With collaborator, Anant Madabhushi, PhD, and his team at Case Western Reserve University, Dr. Veltri is working to develop new techniques to examine the entire slide image in a high-throughput process. These novel tools could form the basis of future software tools to conduct, in cooperation with the pathologist, automated, rapid and reproducible identification and quantification of tissue histology morphologic and molecular events – enabling machine-based predictions of tumor aggressiveness and outcomes such as recurrence, metastasis and survival.

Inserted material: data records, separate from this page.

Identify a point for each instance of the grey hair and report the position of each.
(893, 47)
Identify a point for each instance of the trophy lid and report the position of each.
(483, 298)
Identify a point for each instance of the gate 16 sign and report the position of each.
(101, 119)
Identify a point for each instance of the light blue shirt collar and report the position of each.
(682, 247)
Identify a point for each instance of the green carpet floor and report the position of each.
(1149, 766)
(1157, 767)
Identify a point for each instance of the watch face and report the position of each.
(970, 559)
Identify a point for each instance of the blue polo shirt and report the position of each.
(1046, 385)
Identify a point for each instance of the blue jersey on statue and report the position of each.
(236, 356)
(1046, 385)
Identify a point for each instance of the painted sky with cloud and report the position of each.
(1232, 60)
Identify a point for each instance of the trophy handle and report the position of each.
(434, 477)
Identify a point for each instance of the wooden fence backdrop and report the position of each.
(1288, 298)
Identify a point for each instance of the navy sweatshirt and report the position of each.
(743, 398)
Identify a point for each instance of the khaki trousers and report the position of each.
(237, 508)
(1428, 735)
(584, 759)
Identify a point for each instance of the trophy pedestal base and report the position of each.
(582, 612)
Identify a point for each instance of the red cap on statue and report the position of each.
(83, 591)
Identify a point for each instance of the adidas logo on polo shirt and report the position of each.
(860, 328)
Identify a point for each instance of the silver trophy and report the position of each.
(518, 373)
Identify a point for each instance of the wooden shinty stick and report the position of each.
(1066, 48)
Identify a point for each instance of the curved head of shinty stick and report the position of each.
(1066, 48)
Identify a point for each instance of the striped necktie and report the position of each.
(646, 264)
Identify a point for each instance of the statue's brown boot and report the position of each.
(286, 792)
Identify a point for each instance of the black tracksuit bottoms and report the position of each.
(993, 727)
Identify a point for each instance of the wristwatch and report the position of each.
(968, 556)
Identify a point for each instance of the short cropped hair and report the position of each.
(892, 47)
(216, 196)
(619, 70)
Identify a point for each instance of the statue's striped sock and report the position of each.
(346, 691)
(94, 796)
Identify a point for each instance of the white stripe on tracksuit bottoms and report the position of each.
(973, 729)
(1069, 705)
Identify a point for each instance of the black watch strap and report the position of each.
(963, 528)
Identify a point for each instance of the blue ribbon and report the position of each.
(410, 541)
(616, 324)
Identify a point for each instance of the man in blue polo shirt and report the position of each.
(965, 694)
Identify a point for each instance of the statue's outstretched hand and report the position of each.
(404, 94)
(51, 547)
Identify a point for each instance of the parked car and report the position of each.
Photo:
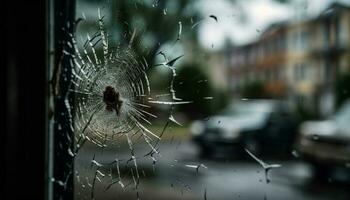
(259, 125)
(326, 144)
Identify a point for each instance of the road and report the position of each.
(222, 179)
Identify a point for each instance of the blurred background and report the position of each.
(269, 77)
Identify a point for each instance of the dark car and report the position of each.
(261, 126)
(326, 144)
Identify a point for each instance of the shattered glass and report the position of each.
(131, 138)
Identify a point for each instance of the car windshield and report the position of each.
(247, 109)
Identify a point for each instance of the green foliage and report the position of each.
(342, 88)
(193, 84)
(254, 90)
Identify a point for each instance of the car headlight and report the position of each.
(230, 133)
(197, 128)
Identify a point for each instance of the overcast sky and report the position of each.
(243, 21)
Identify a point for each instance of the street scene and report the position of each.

In a recent experiment, Drs. Veltri and Madabhushi examined 80 prostate cancers looking at a variety of cellular features. Through a complex computer algorithm termed adaptive active contour scheme (AdACM), they were able to distinguish features of nuclei, gland architecture, and texture and then identify the best features to discriminate Gleason grade patterns. Using these features, AdACM was able to distinguish Gleason score patterns with an accuracy of 86%.[2]

Different computer-generated features to model architecture of prostate cancer in a core of tissue from a prostate biopsy. From Ali etal [2].

This is just some of the exciting research ongoing at the Brady Urological Institute at Johns Hopkins that will improve the way we diagnose and treat prostate cancer.


[1] Ali S, Veltri R, Epstein JI, Christudass C, Madabhushi A.Adaptive energy selective active contour with shape priors for nuclear segmentation and gleason grading of prostate cancer.Med Image Comput Comput Assist Interv. 2011;14(Pt 1):661-9.

[2] Ali S, Veltri R, Epstein JI, Christhunesa Christudass CS, Madabhushi A. Selective Invocation of Shape Priors for Deformable Segmentation and Morphologic Classification of Prostate Cancer Tissue Microarrays. CMIG, December, 2014.